Cały czas mam wsparcie w mojej kochanej żonce. Gdyby nie ona na pewno by mi było znacznie trudniej. To ona zazwyczaj prowokuje rozmowy i "zmusza mnie" do dodatkowej pracy w domu. Gdyby jednak ktoś, kto mnie czyta, miał jakieś wątpliwości czy warto poddać się terapii grupowej, to bez chwili zastanowienia powiem, że tak. Jest tylko jeden podstawowy warunek - trzeba się zaangażować.

niedziela, 15 czerwca 2014

73. Iron Woman

Ostatnio miałem okazję odprężyć się w kinie. Wybrałem więc coś lekkiego z gatunku fantastyki i akcji. Oglądając już parę miesięcy temu zapowiedź wiedziałem czego mogę się spodziewać. Kino akcji w niedalekiej przyszłości, z wątkiem pętli czasu i oczywiście obcymi najeźdźcami.

Sprawdzona obsada w postaci gwiazdy kina oraz dotąd nieznanej mi aktorki. Emily Blunt, bo o niej mowa, wpasowała się w swoją rolę i stanęła na wysokości zadania. Piękna, silna kobieta, która czasami wybija się na pierwszy plan filmu.

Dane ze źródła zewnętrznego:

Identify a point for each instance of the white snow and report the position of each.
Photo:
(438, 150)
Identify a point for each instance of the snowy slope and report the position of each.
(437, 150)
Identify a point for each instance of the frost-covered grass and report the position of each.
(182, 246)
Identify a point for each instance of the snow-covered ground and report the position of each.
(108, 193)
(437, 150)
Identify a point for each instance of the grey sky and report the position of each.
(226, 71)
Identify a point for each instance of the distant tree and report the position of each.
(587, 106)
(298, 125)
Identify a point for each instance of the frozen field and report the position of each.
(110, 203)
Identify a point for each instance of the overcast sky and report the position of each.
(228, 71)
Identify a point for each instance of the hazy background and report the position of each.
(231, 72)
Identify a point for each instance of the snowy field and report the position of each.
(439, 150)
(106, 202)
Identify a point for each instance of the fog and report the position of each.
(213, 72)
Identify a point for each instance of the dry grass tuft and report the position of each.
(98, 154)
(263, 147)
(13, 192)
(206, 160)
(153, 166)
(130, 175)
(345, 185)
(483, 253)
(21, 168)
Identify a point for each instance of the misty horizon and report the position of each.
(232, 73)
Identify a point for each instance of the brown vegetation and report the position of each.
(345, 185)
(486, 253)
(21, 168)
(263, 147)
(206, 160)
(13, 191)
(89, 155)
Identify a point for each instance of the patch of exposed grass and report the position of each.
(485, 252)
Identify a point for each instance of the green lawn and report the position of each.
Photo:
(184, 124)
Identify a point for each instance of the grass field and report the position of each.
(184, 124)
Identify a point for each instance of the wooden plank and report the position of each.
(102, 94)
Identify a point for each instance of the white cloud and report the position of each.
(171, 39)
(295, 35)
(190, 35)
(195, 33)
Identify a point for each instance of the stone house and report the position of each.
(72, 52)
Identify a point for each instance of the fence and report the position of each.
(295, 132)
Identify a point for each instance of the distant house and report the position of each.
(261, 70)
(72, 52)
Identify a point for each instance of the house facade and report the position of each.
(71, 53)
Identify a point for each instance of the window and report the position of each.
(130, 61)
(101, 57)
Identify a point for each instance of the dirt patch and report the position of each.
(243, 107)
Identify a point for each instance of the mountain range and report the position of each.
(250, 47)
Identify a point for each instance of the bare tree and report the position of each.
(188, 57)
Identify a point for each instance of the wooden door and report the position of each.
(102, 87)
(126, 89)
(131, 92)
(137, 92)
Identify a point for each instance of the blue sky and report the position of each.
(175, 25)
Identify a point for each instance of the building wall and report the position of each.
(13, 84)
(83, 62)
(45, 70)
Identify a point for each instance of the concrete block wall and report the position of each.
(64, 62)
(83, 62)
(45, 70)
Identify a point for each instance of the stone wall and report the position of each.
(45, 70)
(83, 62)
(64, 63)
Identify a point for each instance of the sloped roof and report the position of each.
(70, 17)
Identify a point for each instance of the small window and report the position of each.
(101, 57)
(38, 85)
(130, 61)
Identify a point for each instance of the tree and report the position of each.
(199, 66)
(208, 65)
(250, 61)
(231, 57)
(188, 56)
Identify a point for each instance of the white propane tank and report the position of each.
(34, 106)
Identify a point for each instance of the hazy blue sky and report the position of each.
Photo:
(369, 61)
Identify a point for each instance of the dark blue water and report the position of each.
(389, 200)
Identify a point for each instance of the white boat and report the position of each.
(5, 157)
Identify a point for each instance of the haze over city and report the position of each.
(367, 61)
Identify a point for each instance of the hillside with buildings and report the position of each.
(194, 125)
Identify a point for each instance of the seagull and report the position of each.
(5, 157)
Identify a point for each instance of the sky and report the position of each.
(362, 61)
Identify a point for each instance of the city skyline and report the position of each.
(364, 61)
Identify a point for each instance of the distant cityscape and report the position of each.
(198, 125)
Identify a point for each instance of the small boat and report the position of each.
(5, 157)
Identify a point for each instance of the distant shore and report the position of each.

Jest łagodna i delikatna, ale aby to odkryć trzeba przeżyć jej historię życia, najlepiej kilka razy. Te same sceny odtwarzane wielokrotnie mogą nas nudzić, a jednak są tak zrobione, że mimo ich przewidywalności chcemy oglądać je na nowo. 

Na skraju jutra to lekkie i przyjemne kino akcji s-f. Polecam dla odprężenia i docenienia jutra.

sobota, 14 czerwca 2014

72. ZUS

Jako jeden z kilku milionów osób w Polsce zostałem zmuszony do tego, aby wybrać mniejsze zło. Całe to zamieszanie dla mnie jest jakimś kompromisem pomiędzy polityką a ekonomią. Jako jeden z wielu dostałem oficjalne pismo z prośbą, abym dokonał wyboru czy moje śmiesznie małe składki na ubezpieczenie emerytalne w całości trafią do ZUS, czy w części nadal będą w OFE.

Jak każdy świadomy (bardziej lub mniej zorientowany w ekonomii) obywatel zastanawiam się nad wyborem. Wiadomo przecież, że nasi ustawodawcy obierają jedną strategię, a potem z niej rezygnują, podczas gdy koszty tych całych zawirowań i tak spadają na nas podatników.

ZUS ma dziurę w budżecie, którą politycy chcą załatać pieniędzmi z OFE. Te ostatnie i tak słabo sobie radzą przynosząc małe zyski dla przyszłych emerytów. Całość pieniędzy z tych wygenerowanych zysków idzie w biurokrację lub do kasy i tak bogatych Polaków.

Z jednej strony mamy problem, który ministrowie chcą jakoś załatać na tę chwilę, bo wkrótce (ze względu na niż demograficzny i emigrację) dojdą kolejne, ale to już pewnie nie za ich kadencji. Z drugiej strony brak konsekwencji i zamknięcie OFE, bo i tak zysków nie przynoszą, gdyż te zjada inflacja i biurokracja.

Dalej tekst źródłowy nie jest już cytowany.